Effect of PBDEs on dendrite arborization of Purkinje cell (17 days in culture). (A,B) Photomicrographs showing the effect of PBDEs on Purkinje cell morphology. BDE209 (10⁻¹⁰ M; A) or BDE47 (10⁻¹⁰ M; B) was added to the culture in the absence or presence of T₄ (10⁻⁸ M), and immunocytochemistry was performed using anti-calbindin antibody to visualize Purkinje cells. Bars = 50 μm. (C,D) Change in dendritic areas of Purkinje cells by BDE209 (C)or BDE47 (D). In C and D, data are expressed as mean ± SE (n = 10 determinations) from one experiment and represent at least three independent experiments. *p < 0.01 by ANOVA, for T₄ (+)/BDE209 (−) compared with T₄ (−)/BDE209 (−). ^#p < 0.01 by ANOVA, for T₄ (+)/BDE209 (+) compared with T₄ (+)/BDE209 (−).

Figure 6

Increasing the concentration of T₄ partially reverses the suppressive effects of BDE209 on Purkinje cell dendrite arborization (17 days in culture). (A) Photomicrographs showing the effect of BDE209 and T₄ on Purkinje cell morphology.
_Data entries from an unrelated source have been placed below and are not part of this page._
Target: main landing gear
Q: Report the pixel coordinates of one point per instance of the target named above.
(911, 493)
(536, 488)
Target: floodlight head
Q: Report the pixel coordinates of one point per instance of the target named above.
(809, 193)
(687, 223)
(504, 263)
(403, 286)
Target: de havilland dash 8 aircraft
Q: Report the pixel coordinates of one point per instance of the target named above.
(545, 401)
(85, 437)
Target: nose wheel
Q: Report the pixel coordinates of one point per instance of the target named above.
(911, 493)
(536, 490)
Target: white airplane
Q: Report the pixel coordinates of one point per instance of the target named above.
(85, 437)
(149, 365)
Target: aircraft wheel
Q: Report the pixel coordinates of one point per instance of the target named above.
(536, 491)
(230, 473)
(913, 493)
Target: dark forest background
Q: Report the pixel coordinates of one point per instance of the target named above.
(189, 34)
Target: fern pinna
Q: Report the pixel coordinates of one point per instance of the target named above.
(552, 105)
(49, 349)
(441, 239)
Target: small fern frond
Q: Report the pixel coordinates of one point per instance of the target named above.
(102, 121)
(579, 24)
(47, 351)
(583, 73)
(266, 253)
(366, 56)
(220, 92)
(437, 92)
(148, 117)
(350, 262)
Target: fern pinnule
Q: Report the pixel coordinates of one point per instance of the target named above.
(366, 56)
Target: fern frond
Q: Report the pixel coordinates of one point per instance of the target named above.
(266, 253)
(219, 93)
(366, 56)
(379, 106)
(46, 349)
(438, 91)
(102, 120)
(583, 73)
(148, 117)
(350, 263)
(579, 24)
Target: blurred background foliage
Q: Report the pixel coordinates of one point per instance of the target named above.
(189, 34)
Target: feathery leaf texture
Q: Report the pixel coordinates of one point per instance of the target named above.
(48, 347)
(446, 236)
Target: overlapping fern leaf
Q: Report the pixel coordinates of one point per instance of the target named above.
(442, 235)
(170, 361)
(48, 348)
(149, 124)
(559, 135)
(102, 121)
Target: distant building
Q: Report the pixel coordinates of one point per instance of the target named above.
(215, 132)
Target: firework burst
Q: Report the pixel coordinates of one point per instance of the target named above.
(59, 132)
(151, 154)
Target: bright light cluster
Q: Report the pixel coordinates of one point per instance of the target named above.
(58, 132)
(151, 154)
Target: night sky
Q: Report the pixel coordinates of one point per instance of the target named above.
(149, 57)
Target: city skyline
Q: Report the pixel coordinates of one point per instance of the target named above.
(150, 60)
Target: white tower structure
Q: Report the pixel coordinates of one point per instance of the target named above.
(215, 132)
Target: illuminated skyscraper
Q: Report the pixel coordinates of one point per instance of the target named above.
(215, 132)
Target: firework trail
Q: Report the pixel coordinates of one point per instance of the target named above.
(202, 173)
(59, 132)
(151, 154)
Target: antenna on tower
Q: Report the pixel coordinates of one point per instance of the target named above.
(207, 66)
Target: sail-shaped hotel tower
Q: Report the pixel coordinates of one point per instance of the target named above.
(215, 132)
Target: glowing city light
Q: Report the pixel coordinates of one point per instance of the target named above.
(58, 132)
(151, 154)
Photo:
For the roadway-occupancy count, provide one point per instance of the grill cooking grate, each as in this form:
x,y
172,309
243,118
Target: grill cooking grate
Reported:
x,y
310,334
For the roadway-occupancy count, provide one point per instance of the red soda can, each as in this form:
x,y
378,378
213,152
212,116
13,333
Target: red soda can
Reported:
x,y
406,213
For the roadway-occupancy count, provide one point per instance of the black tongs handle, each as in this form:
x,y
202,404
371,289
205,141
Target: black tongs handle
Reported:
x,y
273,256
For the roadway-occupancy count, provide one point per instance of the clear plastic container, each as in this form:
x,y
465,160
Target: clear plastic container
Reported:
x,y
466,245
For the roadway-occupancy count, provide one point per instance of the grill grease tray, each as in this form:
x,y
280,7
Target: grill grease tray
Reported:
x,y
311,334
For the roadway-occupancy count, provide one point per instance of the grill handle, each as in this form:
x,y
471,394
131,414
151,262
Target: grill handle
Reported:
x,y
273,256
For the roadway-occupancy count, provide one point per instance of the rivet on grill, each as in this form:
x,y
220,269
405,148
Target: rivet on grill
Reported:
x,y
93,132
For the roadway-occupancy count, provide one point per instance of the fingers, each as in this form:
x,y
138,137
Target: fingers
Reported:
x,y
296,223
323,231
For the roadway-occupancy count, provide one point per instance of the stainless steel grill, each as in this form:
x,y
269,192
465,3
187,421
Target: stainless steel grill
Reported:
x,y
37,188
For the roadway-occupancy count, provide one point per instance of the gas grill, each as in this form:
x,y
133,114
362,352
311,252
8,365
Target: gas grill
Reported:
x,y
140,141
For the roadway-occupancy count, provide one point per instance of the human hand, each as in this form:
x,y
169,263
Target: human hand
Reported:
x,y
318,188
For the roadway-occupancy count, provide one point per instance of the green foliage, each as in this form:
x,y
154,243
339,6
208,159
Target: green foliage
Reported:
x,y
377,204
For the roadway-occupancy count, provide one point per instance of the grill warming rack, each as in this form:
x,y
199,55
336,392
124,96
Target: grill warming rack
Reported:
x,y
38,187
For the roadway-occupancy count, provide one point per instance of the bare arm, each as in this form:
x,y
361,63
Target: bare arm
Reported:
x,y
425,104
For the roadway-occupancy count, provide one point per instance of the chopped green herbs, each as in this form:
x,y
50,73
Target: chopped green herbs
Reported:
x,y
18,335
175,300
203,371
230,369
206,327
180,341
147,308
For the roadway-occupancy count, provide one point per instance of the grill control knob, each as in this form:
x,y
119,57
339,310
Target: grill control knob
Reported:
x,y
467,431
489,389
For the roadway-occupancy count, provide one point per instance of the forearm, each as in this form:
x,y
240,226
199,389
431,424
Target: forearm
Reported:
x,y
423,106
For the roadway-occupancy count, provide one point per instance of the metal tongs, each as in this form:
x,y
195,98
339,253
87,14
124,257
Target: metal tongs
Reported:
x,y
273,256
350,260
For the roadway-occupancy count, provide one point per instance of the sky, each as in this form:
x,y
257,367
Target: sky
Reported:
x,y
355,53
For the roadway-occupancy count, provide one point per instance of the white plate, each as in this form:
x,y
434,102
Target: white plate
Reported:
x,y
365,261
BDE209 (10⁻¹⁰ M) was added to the culture in the absence or presence of T₄ (10⁻⁸ M to 10⁻⁶ M), and immunocytochemistry was performed using anti-calbindin antibody to visualize Purkinje cells. Bars = 50 μm. (B) Effect of BDE209 and T₄ on dendritic area of Purkinje cells. Data are mean ± SE (n = 10 determinations) from one experiment and represent at least three independent experiments. *p < 0.01, and ^#p < 0.05 by ANOVA, compared with T₄ (10⁻⁸ M)/BDE209 (−).